One problem is the fragmented nature of America’s electricity system, which is actually three grids operated by 3,200 different utilities and a complex patchwork of regional planners and regulators. This means that new technologies — which require careful study and retraining of workers — sometimes spread more slowly than in countries with few network operators.
“A lot of utilities are risk averse,” said Dave Bryant, the chief technology officer for CTC Global, a leading manufacturer of advanced pipelines with projects in more than 60 countries.
There are also mismatched incentives, according to the report. Because of the way utilities are compensated, they often have more financial incentive to build new lines than to upgrade existing equipment. Conversely, some regulators are wary of the higher upfront cost of advanced pipelines — even if they pay for themselves in the long run. Many utilities also have little incentive to cooperate with each other in long-term transmission planning.

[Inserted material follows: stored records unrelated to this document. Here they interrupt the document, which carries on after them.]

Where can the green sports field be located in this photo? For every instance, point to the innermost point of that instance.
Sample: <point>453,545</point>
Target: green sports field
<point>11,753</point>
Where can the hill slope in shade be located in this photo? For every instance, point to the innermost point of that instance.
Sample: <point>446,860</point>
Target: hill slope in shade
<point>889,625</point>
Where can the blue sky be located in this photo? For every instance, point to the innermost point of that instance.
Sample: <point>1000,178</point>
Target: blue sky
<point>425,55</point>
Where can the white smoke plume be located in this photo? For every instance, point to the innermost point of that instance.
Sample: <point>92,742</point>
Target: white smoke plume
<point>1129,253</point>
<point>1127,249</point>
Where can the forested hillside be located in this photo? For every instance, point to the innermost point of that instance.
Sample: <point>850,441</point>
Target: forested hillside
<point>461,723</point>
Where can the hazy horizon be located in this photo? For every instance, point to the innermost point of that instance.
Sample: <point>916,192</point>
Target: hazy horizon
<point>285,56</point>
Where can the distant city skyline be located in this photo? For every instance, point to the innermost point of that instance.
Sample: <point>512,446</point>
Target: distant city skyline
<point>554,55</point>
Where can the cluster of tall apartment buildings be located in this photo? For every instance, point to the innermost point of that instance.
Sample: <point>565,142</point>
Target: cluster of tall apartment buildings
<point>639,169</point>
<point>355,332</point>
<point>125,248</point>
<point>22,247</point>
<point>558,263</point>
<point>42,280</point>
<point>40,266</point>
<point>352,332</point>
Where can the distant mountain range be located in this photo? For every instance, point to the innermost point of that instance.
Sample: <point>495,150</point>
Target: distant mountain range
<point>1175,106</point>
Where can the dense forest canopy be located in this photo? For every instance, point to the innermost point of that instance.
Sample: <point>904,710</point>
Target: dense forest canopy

“The biggest obstacle is that the industry and regulators are still in a short-term, reactive mindset,” said Casey Baker, senior program manager at GridLab. “But now we’re in an era where we need the network to grow very quickly, and our existing processes haven’t kept up with that reality.”
That may be starting to change in some places. In Montana, Northwestern Energy recently replaced part of an aging line with advanced conductors to reduce fire risk—the new line deteriorated less in the heat, making it less likely to come into contact with trees. Pleased with the results, Montana lawmakers passed a bill that would give utilities financial incentives to install advanced pipelines. A bill in Virginia would require utilities to consider the technology.
With electricity demand starting to rise for the first time in two decades, with new data centers, factories and electric vehicles creating grid bottlenecks, many utilities are overcoming their wariness of new technologies.
“We’re seeing a lot more interest in grid enhancement technologies, whether it’s reductions or other options,” said Pedro Pizarro, president and CEO of Edison International, a California power company, and president of the Edison Electric Institute. , a commercial utility. “There is a sense of urgency.”